The development of electronic publishing, and the insistent demands from funders, are fuelling an interest in new metrics for research evaluation. But measuring the quality of science is still a difficult task as Tom Wilkie heard at the STM Innovations seminar in London last month
The whole of science has become ‘Big’ in the half century since the publication, in 1963, of Derek de Solla Price’s prescient book Little Science, Big Science. A consequence is that scientists no longer have untrammelled academic freedom to manage their research teams but have to justify their expenditure to politicians and funders.
De Solla Price’s second contribution to the field – scientometrics – has become a central management tool in that effort to monitor scientific quality. Yet the main measure – bibliometrics – may not be up to the task. New metrics are needed – especially with the rise in electronic publishing – but most candidate altmetrics are not yet fully developed. Innovation Impacts in STM: New Metrics, Big Data, Cool Apps, STM’s Innovations Seminar held in London on 7 December 2012, spent most of the day exploring the potential of new metrics in science and technology.
In his keynote address, Poul Wouters, professor of scientometrics and director of the Centre for Science and Technology Studies at Leiden University, argued that scientometrics occupied a position ‘between narcissism and control’. Speaking by video link from the Netherlands (because the weather had made it impossible for him to get to the UK and present his paper in person) he explained that scientometrics acts as a mirror to researchers, reflecting back to them what they have been doing. In this sense, it is a technology of narcissism, he said. Bibliometrics has forward-looking functions, as it can discern new developments in science, such as the emergence of new topics and the growth (and decline) of patterns of collaboration.
But bibliometrics is also a technology of control, he warned. Used retrospectively, funders and others could try to evaluate the impact of the research that has been done. Increasingly, he pointed out, those with their hands on the purse strings are interested not just in the scientific but also the wider social impact of a research publication.
In some countries, the linkage between quality and external control is explicit, according to Gianluca Setti from the University of Ferrara, Italy, who is also IEEE vice president for publication services and products. The Chinese Government pays scientists for publishing in journals that have a high impact factor, he said. But this carries the danger, he continued, that the measure – high impact factor – becomes the target and so ceases to be a measure. Measures of scientific quality should be immune to external manipulation but impact factor is liable to manipulation – for example by excessive self-citation. The main problem, he said is that true quality cannot be measured and we only have indirect observables of quality. The point then is not to use a single indicator but several and to correlate them.
This point was taken up by Peter Shepherd, director of COUNTER, the not-for-profit international organisation whose mission is to improve the quality and reliability of online usage statistics. He presented a new metric for journal impact: usage factor. ‘Any metric can be gamed, whether it’s citations or usage,’ he said. There is safety in using a range of measures, he argued, because ‘it is difficult to game all of them across the board.’

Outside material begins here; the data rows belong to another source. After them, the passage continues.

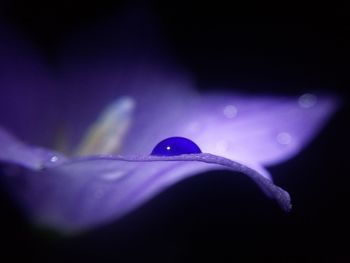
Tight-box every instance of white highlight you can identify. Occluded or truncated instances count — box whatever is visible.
[102,171,126,181]
[223,105,238,118]
[276,132,292,145]
[298,93,317,108]
[50,156,58,162]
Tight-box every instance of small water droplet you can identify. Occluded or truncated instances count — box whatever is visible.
[223,105,238,118]
[298,93,317,108]
[151,137,202,156]
[50,156,58,162]
[94,188,105,199]
[276,132,292,145]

From the results so far, there is a very weak correlation between citation and usage, Shepherd noted, as one measures author and the other reader behaviour. COUNTER started its usage factor project in 2007 and it is now in its final stages. It initially covered 326 journals in five areas, with more than 150,000 articles. The project uses the median number of views rather than the arithmetic mean because some articles tend to be very frequently viewed and this would distort the picture if the arithmetic mean were used; the counting period goes back two years.

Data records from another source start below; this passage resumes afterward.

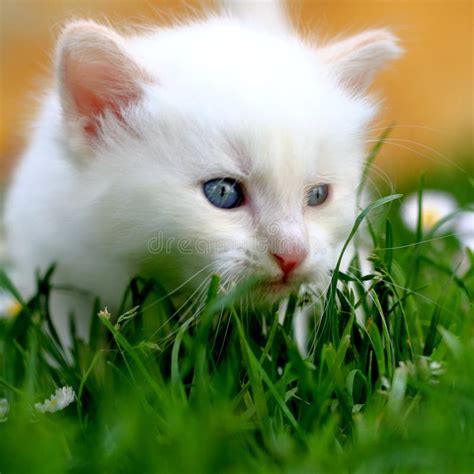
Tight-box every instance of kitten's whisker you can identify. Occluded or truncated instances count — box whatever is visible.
[346,262,464,319]
[366,124,446,134]
[156,315,199,351]
[345,267,383,310]
[372,275,464,319]
[215,313,232,364]
[363,164,395,194]
[140,261,217,314]
[210,308,226,359]
[364,139,466,172]
[154,271,220,348]
[148,264,227,340]
[307,272,349,355]
[374,232,461,250]
[148,284,206,342]
[382,138,452,161]
[380,138,466,173]
[306,291,329,353]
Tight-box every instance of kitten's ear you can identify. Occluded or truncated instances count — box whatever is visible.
[56,21,151,137]
[319,29,402,93]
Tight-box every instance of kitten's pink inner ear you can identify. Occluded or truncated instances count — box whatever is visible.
[319,29,403,92]
[57,21,150,137]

Publishers report their own usage factors. To audit these statistics, COUNTER has been working with the ABC, the UK-based circulation audit body, which has extensive experience in auditing traffic to websites of newspapers, magazines, and other commercial publications. One issue is to exclude from the statistics automated access to sites from entities such as web bots. There will be additional costs to publishers, he conceded, but they have to weigh up the benefit of having additional measures of impact.
Institutional repositories are excluded from the COUNTER scheme because only peer-reviewed publications that have been accepted for publication are considered countable. ‘If institutional repositories want to be treated as publishers then they have to start acting as publishers,’ he said. One particular issue is that institutional repositories would have to spend money setting up systems to filter out the automated web spiders.

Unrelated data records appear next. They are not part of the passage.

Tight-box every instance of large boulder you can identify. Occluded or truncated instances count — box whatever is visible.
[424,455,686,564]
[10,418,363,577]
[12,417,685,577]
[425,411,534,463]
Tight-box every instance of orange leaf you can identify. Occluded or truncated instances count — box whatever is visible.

Wouters told the meeting that his team had evaluated 16 tools but that most of them are not yet currently useful. In his view, altmetrics are not yet suitable for most research assessments. But it would be a mistake, he said, to do nothing at present, as there is an urgent need to promote additional metrics. He said that citation data, for example, did not yield a fair assessment in the social sciences and humanities.
The best metrics should fulfil three criteria that are important in measuring impact, he continued. The measure should be scalable – that is it should be possible to aggregate to the level of research groups. It should be transparent in data management – the sort of data that is being used should be transparent to researchers who should be able to argue back to the evaluators – and the measure should allow for normalisation and context. If someone is interested in the social impact of a piece of research, he pointed out, citation data is useless for this purpose.